Matt Ottley is a writer and illustrator of stories for children and young adults. He’s published 14 of his own picture books and contributed artworks to many non-fiction books.

Beyond the book, Matt has produced paintings for private homes and art gallery walls. Furthermore, Matt is a musician and a composer and has released two commercial CDs. He’s currently involved in a large scale musical theatre work with Melbourne-based writer, Catherine Bateson.

Matt’s published work includes children’s books What Faust Saw (Hodder Headline Australia), Mrs Millie’s Painting (Hodder Headline Australia), and Luke’s Way of Looking(Hodder Headline Australia). His book for adults and young adults, Requiem for a Beast(Hachette Livre), combines all of his talents, and includes a CD of music for chamber orchestra.

Research, in its various forms, is an import aspect of Matt’s creative process.

‘There is direct research – in an academic sense – such as reading books about a subject, interviewing experts, travelling to specific places, and then there’s the kind of research one does for creative reasons, such as looking at paintings, listening to music or going to the theatre,’ explains Matt.

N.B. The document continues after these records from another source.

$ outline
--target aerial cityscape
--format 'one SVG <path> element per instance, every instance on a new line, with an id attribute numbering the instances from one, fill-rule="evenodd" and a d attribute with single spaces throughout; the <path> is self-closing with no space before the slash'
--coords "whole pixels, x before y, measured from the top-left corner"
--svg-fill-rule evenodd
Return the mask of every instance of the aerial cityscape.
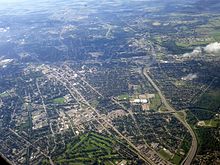
<path id="1" fill-rule="evenodd" d="M 11 165 L 219 165 L 220 1 L 0 1 L 0 144 Z"/>

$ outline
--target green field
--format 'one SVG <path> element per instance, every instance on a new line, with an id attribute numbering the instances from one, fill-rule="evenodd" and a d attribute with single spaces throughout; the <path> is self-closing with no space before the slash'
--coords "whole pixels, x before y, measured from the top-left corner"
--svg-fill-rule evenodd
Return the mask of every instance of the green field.
<path id="1" fill-rule="evenodd" d="M 160 106 L 161 106 L 160 96 L 158 94 L 155 94 L 155 97 L 150 99 L 150 109 L 159 110 Z"/>
<path id="2" fill-rule="evenodd" d="M 64 104 L 65 99 L 63 97 L 58 97 L 58 98 L 53 99 L 53 103 L 55 103 L 55 104 Z"/>
<path id="3" fill-rule="evenodd" d="M 217 119 L 211 119 L 211 120 L 205 120 L 205 127 L 218 127 L 218 125 L 220 124 L 220 120 Z"/>
<path id="4" fill-rule="evenodd" d="M 117 97 L 117 99 L 120 100 L 120 101 L 129 100 L 129 95 L 128 94 L 122 94 L 122 95 L 119 95 Z"/>
<path id="5" fill-rule="evenodd" d="M 174 164 L 179 165 L 179 164 L 181 163 L 181 160 L 182 160 L 181 156 L 179 156 L 179 155 L 176 154 L 176 155 L 174 155 L 174 157 L 172 158 L 171 162 L 174 163 Z"/>
<path id="6" fill-rule="evenodd" d="M 131 158 L 118 153 L 121 144 L 108 136 L 89 132 L 79 136 L 73 143 L 66 146 L 65 152 L 55 158 L 56 164 L 115 164 Z M 123 150 L 131 152 L 127 147 Z M 116 150 L 117 148 L 117 150 Z"/>
<path id="7" fill-rule="evenodd" d="M 164 149 L 160 149 L 159 154 L 166 160 L 170 160 L 172 157 L 172 154 L 169 153 L 169 151 L 166 151 Z"/>

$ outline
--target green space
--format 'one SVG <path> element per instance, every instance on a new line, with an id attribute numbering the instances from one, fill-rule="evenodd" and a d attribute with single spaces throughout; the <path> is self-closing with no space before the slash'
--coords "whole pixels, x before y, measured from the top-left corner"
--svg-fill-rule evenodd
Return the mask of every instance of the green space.
<path id="1" fill-rule="evenodd" d="M 123 100 L 129 100 L 129 95 L 126 93 L 126 94 L 122 94 L 122 95 L 119 95 L 117 97 L 118 100 L 120 101 L 123 101 Z"/>
<path id="2" fill-rule="evenodd" d="M 55 103 L 55 104 L 64 104 L 65 99 L 63 97 L 58 97 L 58 98 L 53 99 L 53 103 Z"/>
<path id="3" fill-rule="evenodd" d="M 220 89 L 205 93 L 197 102 L 198 107 L 215 111 L 220 106 Z"/>
<path id="4" fill-rule="evenodd" d="M 183 43 L 183 42 L 176 42 L 176 45 L 183 48 L 195 47 L 195 46 L 205 46 L 210 44 L 213 40 L 210 41 L 194 41 L 192 43 Z"/>
<path id="5" fill-rule="evenodd" d="M 185 112 L 179 111 L 179 112 L 177 112 L 177 115 L 178 115 L 183 121 L 185 121 L 185 118 L 186 118 Z"/>
<path id="6" fill-rule="evenodd" d="M 187 153 L 187 152 L 189 151 L 190 147 L 191 147 L 191 140 L 190 140 L 189 138 L 185 137 L 185 138 L 183 139 L 183 141 L 182 141 L 182 144 L 181 144 L 181 147 L 180 147 L 180 148 L 181 148 L 185 153 Z"/>
<path id="7" fill-rule="evenodd" d="M 126 160 L 134 163 L 131 157 L 122 156 L 122 152 L 129 153 L 132 151 L 109 136 L 89 132 L 69 143 L 62 155 L 54 157 L 54 162 L 56 164 L 108 165 L 115 164 L 116 161 Z"/>
<path id="8" fill-rule="evenodd" d="M 155 97 L 150 99 L 150 109 L 159 110 L 160 107 L 161 107 L 160 96 L 158 94 L 155 94 Z"/>
<path id="9" fill-rule="evenodd" d="M 0 97 L 8 97 L 8 96 L 10 96 L 9 92 L 0 93 Z"/>
<path id="10" fill-rule="evenodd" d="M 215 39 L 215 41 L 220 42 L 220 30 L 213 30 L 210 34 Z"/>
<path id="11" fill-rule="evenodd" d="M 166 160 L 170 160 L 172 157 L 172 153 L 165 149 L 160 149 L 159 154 Z"/>
<path id="12" fill-rule="evenodd" d="M 181 163 L 181 160 L 182 160 L 182 157 L 175 154 L 174 157 L 172 158 L 171 162 L 179 165 Z"/>
<path id="13" fill-rule="evenodd" d="M 220 124 L 220 120 L 219 119 L 204 120 L 204 123 L 205 123 L 205 127 L 216 128 Z"/>

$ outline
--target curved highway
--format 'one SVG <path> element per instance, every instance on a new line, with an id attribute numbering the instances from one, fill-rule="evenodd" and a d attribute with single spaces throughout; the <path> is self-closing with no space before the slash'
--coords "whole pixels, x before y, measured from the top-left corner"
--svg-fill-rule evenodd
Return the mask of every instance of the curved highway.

‘I’m not talking about inspiration in this kind of research, it’s more to do with technique. How does another painter get the quality of light I’m trying to express? Or how are the ways in which other composers use the devices of tension creation and resolution?’

For Matt, the time frame for a piece of work depends upon the project. Requiem for a Beast,which includes a novella length text, nearly 100 pages of images and a 70 page musical score, took five years from conception to publication. A shorter picture book may take six months to create the images and text.

‘I would like to say that I have a routine, that I’m a good time manager, but I’m afraid my working schedule is completely chaotic and haphazard. I tend to concentrate on whatever is most pressing, and try and fit everything else in around it. So if I have 20 paintings to complete for a publishing deadline, I’ll concentrate on that for most of each day, then panic when I know I’ve got a music gig coming up that I should’ve been practising for but haven’t. Somehow I muddle through.’

Matt finds that the most challenging part of the creative process is invariably the very first brushstroke, word or note.

‘That blank canvas, blank page or blank musical stave can be daunting. It’s almost mocking in its emptiness, gently telling you that the minute you make a mark on all that whiteness the idea you’re trying to express will be forever destroyed.

‘The “idea” in concept is perfect, in execution it’s flawed. Part of the beauty of the process is the struggle one has with the material in trying to wield it back to the purity of the idea. The closer one gets to that state of purity the more rewarding is the making of the work.’

Matt’s advice to those aspiring to publish work, is to try to develop a thick skin, and to accept criticism as a part of the process.

‘Make sure your self esteem is solid and that you’ve battened down your resolve because the first assault will come in the form of rejection letters. If you’re successful and write that book that everybody notices, this will be followed by a rearguard hammering from critics. Critics were torturers in their last life, and they know how to pull your fingernails out. They can also be very kind. But somehow you don’t remember what the kind ones say about your work.’

The key to producing publishable material, Matt believes, is a natural ability for storytelling.

‘You might be a lousy speller, but if you have the gift of being able to create amazing stories you’re more likely to be published than someone who writes well, but has no flair for narrative.’